Planck telescope reveals ancient cosmic light

July 6, 2010 | Source: BBC News

The first full-sky image from Europe’s Planck telescope has been released by the European Space Agency.

The telescope records only light at long wavelengths (microwaves to the very far infrared), so the image represents dust and gas.

Dominating the foreground are large segments of our Milky Way Galaxy (the bright horizontal line running the full length of the image is the galaxy’s main disc, the plane in which the Sun and the Earth also reside). Behind that is the primordial cosmic microwave background (CMB) radiation, a key target of the Planck mission.

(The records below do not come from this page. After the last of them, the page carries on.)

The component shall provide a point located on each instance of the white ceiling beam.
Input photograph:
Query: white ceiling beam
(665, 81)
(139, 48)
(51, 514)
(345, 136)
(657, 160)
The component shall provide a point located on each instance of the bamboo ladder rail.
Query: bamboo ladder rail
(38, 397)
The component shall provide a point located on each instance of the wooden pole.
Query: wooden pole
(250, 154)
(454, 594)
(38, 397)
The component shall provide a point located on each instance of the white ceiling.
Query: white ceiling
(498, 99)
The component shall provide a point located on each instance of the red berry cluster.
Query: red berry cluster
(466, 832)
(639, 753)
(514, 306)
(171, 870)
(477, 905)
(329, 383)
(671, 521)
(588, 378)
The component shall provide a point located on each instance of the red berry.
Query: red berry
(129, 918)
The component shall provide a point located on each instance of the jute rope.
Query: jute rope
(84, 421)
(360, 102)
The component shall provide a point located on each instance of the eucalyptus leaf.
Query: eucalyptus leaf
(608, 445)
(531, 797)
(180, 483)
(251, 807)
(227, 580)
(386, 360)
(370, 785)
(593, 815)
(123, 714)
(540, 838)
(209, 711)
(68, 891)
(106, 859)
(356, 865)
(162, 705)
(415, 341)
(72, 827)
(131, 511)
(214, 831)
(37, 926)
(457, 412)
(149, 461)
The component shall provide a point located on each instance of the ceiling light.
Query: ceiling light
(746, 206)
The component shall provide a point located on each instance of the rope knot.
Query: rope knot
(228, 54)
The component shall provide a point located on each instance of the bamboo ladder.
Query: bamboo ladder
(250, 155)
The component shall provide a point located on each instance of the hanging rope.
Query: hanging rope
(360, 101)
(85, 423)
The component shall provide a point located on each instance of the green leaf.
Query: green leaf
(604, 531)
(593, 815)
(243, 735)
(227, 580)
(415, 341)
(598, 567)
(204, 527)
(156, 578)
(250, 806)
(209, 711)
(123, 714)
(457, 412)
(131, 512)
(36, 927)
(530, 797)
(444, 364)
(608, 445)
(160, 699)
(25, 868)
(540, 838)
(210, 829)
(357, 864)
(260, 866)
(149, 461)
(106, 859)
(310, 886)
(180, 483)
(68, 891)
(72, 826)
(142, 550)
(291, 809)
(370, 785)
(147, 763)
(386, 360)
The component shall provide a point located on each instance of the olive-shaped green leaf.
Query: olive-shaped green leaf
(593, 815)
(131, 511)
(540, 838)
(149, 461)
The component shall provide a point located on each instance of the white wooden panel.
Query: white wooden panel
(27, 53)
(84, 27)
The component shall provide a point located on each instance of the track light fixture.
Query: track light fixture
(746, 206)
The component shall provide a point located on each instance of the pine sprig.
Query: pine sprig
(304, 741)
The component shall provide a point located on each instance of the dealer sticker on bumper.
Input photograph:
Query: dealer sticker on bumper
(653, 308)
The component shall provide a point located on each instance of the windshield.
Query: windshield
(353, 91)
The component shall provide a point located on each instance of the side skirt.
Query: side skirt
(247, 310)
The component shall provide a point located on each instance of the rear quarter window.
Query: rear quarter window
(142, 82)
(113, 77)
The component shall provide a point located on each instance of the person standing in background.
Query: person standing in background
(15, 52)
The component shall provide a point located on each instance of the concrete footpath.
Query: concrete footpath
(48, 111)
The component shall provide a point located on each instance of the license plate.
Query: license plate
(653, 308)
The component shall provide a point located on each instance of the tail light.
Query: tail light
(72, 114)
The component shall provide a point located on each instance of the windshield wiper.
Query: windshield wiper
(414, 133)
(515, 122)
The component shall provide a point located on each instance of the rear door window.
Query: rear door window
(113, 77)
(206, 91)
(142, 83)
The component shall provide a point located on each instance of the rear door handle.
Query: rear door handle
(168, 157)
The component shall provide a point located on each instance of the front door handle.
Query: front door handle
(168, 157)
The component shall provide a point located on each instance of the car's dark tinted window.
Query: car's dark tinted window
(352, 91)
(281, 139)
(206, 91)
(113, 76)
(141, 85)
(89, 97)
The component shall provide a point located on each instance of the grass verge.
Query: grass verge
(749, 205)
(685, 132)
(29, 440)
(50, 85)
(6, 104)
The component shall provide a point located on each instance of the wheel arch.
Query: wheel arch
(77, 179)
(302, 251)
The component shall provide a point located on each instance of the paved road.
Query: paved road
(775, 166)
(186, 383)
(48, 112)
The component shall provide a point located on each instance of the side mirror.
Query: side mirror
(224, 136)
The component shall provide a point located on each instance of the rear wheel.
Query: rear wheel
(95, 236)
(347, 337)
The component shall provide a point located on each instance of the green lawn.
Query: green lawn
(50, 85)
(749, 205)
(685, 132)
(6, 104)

A formal release of fully prepared CMB images and scientific papers is expected by the end of 2012.

Planck telescope

A major quest for Planck is to find firm evidence of inflation, the faster-than-light expansion that cosmologists believe the Universe experienced in its first, fleeting moments. Theory predicts this event ought to be imprinted in the CMB and its detail should be retrievable with sufficiently sensitive instruments.

Planck was launched in May 2009 and moved to an observing position more than a million km from Earth on its “night side.” It carries two instruments that observe the sky across nine frequency bands. The High Frequency Instrument (HFI) operates between 100 and 857 GH, and the Low Frequency Instrument (LFI) operates between 30 and 70 GHz.